There are worrying indications that Nigeria’s richest man, Alhaji Aliko Dangote is facing a financial tempest that has pushed the Forbes-listed billionaire on the brink of bankruptcy as his financial empire suffocates under the weight of crumbling debt and mismanagement.
Forbes magazine reported that Aliko Dangote, whose net worth was estimated at $2.5 billion, is in debt to the tune of over $1.7 billion and facing insolvency as the global financial meltdown hits the Nigerian economy. To weather what appears to be the perfect storm,Huhuonline.com has learnt from close sources that the Dangote group of companies will undertake a massive down-sizing exercise that will involve as many as over 3000 lay-offs.
It was unclear when or where the lay-offs will occur, but a senior employee at the Dangote group told Huhuonline.com that the “right-sizing” exercise will cut across the board of companies which include: Dan sugar, Dan salt, Dan Flour, Benue Cement, Chevron Texaco amongst others. The Nigerian cement king was among dozens of to business executives singled out by Nigeria's central bank, in its published list of recalcitrant debtors, who have been told to pay up or face arrest and possible assets seizure. The Economic and Financial Crimes Commission (EFCC) is also looking into recovering the loans.
Loans related to Dangote-owned companies so far appear to have amounted to hundreds of millions of dollars and counting as Dangote continues to expand his cement operations with new plants in Nigeria as well as South Africa, Ethiopia, Senegal and Zambia. The Dangote group recently signed two agreements worth $228 million with the Chinese group Sinoma International Engineering.
The first contract involves its subsidiary Dangote Industries Senegal SA and covers construction of a new production plant near Dakar with capacity of 3,000 tonnes per day. The deal is worth $144 million. Under the second contract, for the same amount, Dangote Industries Zambia Ltd will build a similarly sized cement plant in Zambia. Along with the second project, roughly another $324 million will be invested in infrastructure, which will be handled by sub-contractors.
Nigerian Central Bank sources told Huhuonline.com that part of this expansion by the Dangote group has been funded with debt financing from Nigerian banks reportedly to the tune of $1 billion and some of these assets may potentially be in trouble. The Dangote group is also interested in mining ore: in particular it has positioned itself to obtain coal mining permits in Nigeria, according to sources.

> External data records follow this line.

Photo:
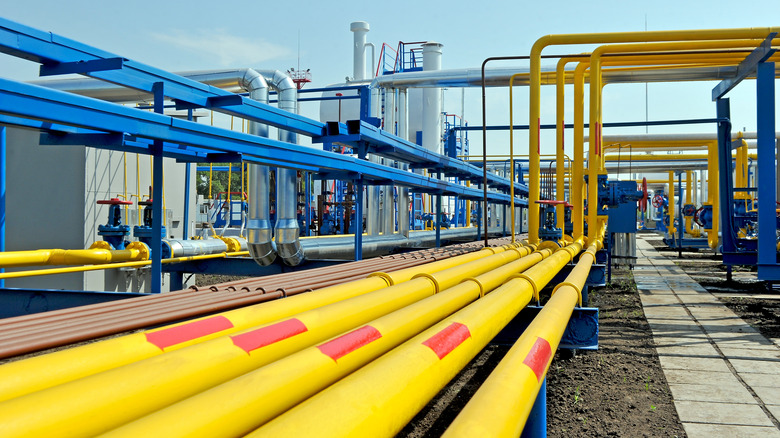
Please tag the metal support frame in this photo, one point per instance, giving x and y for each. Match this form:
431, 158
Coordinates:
680, 219
3, 173
768, 268
157, 189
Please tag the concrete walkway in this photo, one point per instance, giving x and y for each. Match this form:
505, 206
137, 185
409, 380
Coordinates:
723, 374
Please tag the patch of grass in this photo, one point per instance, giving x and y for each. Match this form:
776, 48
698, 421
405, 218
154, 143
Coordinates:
577, 394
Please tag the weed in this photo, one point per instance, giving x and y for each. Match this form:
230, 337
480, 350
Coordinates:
577, 394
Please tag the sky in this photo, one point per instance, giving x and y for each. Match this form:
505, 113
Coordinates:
193, 35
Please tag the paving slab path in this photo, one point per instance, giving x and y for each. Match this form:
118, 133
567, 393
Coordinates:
723, 374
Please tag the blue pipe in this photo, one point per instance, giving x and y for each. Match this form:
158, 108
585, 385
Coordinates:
3, 169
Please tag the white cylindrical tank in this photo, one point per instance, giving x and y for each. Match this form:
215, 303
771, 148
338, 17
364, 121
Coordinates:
431, 119
360, 29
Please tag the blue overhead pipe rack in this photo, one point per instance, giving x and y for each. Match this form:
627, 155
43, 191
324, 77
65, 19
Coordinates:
762, 253
68, 119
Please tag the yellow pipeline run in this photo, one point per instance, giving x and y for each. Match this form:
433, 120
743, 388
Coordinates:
380, 398
134, 390
507, 396
138, 264
96, 255
242, 404
34, 374
535, 81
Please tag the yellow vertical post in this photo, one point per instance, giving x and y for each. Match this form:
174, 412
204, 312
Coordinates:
672, 228
577, 188
688, 199
559, 137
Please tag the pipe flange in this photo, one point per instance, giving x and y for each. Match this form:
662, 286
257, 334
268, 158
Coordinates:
233, 245
384, 276
143, 250
530, 280
479, 284
101, 244
433, 280
574, 286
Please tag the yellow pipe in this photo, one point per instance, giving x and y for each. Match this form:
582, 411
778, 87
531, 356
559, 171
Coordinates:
137, 389
380, 398
508, 395
578, 197
61, 257
242, 404
40, 372
135, 264
559, 140
511, 158
535, 81
596, 92
664, 157
138, 187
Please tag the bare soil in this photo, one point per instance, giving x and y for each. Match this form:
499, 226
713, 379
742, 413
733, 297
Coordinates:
618, 390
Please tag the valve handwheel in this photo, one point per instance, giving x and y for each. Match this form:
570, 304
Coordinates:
697, 215
114, 201
643, 201
658, 201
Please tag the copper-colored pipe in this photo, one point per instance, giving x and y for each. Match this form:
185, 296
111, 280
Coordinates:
50, 329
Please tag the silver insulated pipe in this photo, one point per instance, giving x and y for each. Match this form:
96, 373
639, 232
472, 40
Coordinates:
288, 245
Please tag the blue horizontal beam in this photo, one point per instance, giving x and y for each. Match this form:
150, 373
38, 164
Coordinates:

The unsettling revelations about Aliko Dangote’s financial meltdown was predictable after Huhuonline.com reported an unending wave of mass exodus of several top management staff who resigned their positions from the Dangote group amid speculations that Dangote’s black-box like financial empire will explode in a wave of financial mismanagement andaccounting scandals.
Dangote has enjoyed cozy relations with powerful politicians and was closely linked toformer president Olusegun Obasanjo. He sits on various government and quasi-government bodies, including the Nigeria Stock Exchange, (NSE) where he was unanimously elected president through a shoddy process of horse-trading and clunker philandering which also saw Erastus Akingbola, then Group Chief Executive of Intercontinental Bank, elected NSE 1st vice-president.

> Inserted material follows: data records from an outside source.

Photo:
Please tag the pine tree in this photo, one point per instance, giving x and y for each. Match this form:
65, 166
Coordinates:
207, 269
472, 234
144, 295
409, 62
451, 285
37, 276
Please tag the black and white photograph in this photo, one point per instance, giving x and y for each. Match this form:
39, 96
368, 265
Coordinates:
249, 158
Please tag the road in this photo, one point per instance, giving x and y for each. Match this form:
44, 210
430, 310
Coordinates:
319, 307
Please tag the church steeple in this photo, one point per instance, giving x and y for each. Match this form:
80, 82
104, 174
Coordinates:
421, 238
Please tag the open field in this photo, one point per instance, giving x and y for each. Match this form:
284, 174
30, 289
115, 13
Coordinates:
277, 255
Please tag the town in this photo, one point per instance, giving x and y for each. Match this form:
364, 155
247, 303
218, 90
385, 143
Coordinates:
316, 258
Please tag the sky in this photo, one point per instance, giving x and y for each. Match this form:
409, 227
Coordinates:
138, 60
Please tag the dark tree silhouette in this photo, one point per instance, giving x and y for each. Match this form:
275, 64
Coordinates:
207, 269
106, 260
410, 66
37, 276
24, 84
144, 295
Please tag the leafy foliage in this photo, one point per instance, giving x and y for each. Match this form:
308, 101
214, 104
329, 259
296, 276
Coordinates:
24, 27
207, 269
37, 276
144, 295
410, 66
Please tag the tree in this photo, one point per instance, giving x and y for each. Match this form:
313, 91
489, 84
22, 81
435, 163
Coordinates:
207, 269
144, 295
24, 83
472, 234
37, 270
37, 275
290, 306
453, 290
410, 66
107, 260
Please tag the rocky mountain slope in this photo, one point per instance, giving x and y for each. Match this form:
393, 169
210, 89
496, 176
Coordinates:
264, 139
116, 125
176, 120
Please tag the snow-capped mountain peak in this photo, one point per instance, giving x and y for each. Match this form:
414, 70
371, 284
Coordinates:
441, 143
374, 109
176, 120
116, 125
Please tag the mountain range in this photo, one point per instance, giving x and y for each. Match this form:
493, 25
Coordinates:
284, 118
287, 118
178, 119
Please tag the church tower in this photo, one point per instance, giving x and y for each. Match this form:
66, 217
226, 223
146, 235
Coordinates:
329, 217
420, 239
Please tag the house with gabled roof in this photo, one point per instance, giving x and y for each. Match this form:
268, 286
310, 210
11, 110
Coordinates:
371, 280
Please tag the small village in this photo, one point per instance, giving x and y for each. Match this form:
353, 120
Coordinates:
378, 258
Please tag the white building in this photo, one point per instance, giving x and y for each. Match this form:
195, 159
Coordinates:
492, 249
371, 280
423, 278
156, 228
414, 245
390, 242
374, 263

Dangote has been at odds with Akingbola after Intercontinental Bank Plc, petitioned President Yar'adua asking for his intervention to help compel a "debt cabal" led by Dangote to re-pay the loans owed Intercontinental Bank. In the petition sent on its behalf by A.O.S Practice, a firm of legal practitioners, and dated August 5, 2009, Intercontinental described Dangote as a loan defaulter and “rabid debtor” who was being daily serenaded in the media as an affluent Nigerian. A look at the three Dangote companies indebted to Intercontinental Bank as contained in the said petition showed that their cumulative debt profile stood at about N35.8 billion.

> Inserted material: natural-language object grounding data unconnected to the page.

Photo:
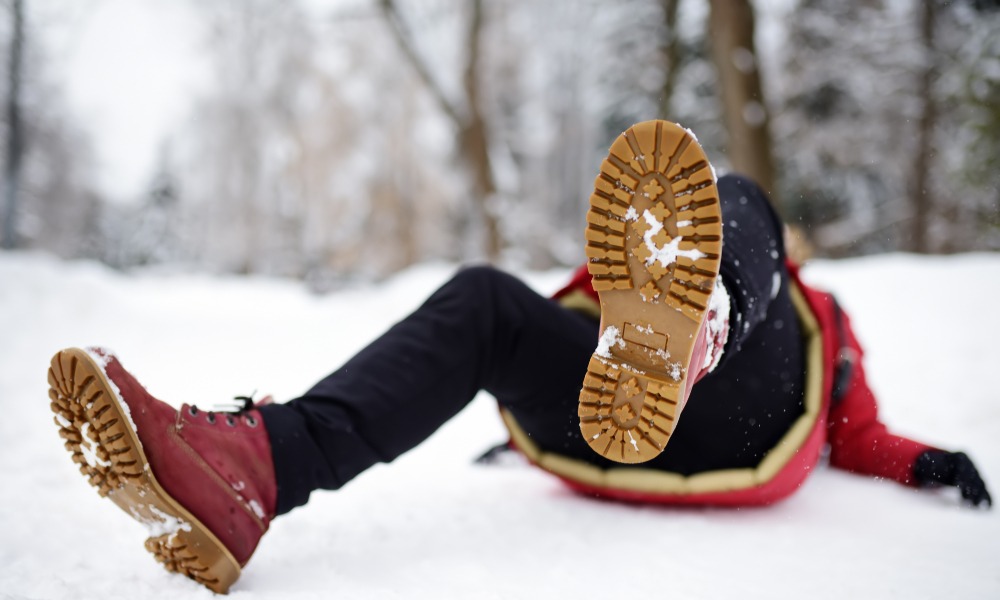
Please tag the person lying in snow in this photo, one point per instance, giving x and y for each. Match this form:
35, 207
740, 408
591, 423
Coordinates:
717, 379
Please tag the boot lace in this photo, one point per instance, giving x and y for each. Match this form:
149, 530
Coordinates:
230, 411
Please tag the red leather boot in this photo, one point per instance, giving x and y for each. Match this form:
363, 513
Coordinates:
202, 482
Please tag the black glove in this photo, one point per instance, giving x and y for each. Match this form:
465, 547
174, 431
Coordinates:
938, 467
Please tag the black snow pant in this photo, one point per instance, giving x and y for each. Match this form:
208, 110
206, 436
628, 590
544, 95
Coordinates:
486, 330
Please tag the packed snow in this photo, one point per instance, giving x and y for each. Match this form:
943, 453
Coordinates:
435, 525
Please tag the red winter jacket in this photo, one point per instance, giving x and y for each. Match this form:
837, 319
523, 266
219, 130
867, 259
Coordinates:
849, 423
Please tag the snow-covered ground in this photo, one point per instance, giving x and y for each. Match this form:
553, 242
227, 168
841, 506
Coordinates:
434, 525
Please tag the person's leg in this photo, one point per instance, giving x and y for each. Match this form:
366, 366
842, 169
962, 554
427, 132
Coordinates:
484, 329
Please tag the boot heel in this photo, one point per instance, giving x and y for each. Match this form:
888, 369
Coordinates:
654, 242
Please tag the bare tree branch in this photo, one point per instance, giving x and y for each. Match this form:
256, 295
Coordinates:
15, 142
405, 42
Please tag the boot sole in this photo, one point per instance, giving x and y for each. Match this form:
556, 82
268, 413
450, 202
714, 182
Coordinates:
654, 200
99, 433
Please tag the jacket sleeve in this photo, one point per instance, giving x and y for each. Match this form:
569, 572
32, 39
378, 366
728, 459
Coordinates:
859, 441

Intercontinental said: "To proceed to sue these institutions as ordinary legal dictates would suggest, is to get bogged down with the legal technicalities and slow pace of the adversarial practice of our judicial system, which these cabal would engage to wear us down.”
Recall that Erastus Akingbola was among the five managers of Nigeria's largest banks -Intercontinental, Oceanic, Afribank, Finbank and Union - who were sacked by CBN Governor Lamido Sanusi, and government bailout funds extended to their banks to keep them solvent .
While Erastus Akingbola remains on “health exile” in London, all the bank managers have been arrested and face prosecution for corporate governance malpractices, lax credit administration processes and the absence or non-adherence to credit risk managementpractices. Only time will tell whether Aliko Dangote will weather the storm and rescue his financial empire from total collapse.